This is the SwissProt id for Ureidoglycolate hydrolase found in E.coli, which has the PDB ID: 1XSQ[13]. The protein is expressed at 295 K and consists of two chains (both having same sequence of amino acids) in its structure. At the time of expression of protein, the first step is formation of a polypeptide, which then undergoes folding and then formation of the quaternary structure of protein. This suggests that if one considers the binding of GroEL with substrate protein candidates, it does so with the non-native form of the protein i.e. only one chain among two should be considered for the calculation of stability. So for calculating the stability, one should consider the single chain of protein by removing the other chain and polar water molecules from the PDB structure. For the simulation, the Implicit Solvent model Generalized Born with a simple SWitching (GBSW) with dielectric constant equal to 80 was used. Energy minimization was done using Smart Minimizer method with 2000 number of steps. As the method initially calculates the energy of protein at 273 K, the heating step is necessary to calculate the energy at reasonable experimental temperature. Consequently a heating step for finding the energy at 295 K is required.
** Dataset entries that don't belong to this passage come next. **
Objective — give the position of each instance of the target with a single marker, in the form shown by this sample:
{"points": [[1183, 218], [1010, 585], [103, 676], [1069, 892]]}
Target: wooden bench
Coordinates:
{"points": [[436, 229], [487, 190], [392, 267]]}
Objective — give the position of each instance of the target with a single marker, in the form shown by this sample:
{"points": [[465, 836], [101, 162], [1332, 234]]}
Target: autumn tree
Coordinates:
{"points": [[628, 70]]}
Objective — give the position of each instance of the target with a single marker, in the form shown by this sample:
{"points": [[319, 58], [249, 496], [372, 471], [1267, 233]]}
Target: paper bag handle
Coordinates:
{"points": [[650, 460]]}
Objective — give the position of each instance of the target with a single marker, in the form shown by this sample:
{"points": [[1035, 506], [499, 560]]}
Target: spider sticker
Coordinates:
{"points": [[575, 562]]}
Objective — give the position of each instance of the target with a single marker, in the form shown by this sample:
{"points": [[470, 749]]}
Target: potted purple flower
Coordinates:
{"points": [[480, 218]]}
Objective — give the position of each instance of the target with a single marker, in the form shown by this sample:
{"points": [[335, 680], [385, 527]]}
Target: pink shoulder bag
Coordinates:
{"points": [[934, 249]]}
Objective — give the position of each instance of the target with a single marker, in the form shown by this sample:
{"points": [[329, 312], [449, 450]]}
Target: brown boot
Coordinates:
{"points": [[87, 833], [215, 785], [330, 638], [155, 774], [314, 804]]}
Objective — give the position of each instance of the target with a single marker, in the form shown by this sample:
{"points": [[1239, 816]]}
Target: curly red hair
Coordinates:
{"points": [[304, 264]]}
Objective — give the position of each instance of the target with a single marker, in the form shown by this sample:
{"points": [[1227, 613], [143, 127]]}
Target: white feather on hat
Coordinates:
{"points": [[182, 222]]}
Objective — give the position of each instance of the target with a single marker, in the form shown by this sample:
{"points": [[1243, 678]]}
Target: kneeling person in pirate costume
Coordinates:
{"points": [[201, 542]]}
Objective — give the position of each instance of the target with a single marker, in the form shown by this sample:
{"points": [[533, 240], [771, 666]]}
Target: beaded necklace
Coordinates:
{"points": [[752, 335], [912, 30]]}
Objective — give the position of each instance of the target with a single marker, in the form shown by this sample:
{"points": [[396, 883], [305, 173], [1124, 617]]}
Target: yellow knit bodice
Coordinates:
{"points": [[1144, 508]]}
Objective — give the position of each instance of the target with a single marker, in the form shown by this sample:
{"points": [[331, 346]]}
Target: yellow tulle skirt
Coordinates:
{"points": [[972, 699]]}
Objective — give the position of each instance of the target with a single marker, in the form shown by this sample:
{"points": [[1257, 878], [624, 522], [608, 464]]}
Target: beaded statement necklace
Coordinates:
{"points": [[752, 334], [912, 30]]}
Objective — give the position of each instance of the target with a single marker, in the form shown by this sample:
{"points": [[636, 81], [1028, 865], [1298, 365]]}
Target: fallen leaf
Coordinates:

This is the SwissProt ID for Hsp31 protein, a heat shock protein. The PDB ID: 1N57[14]. The protein is expressed at 295 K and consists of two chains (having same sequence of amino acids) in its structure. All the parameters were considered as above, except the temperature range for heating or cooling step. For the heating step, the final temperature was chosen as the temperature at which the protein is expressed i.e. 295 K. The final temperature makes sure for exact mimicking of experimental conditions at which protein is stable.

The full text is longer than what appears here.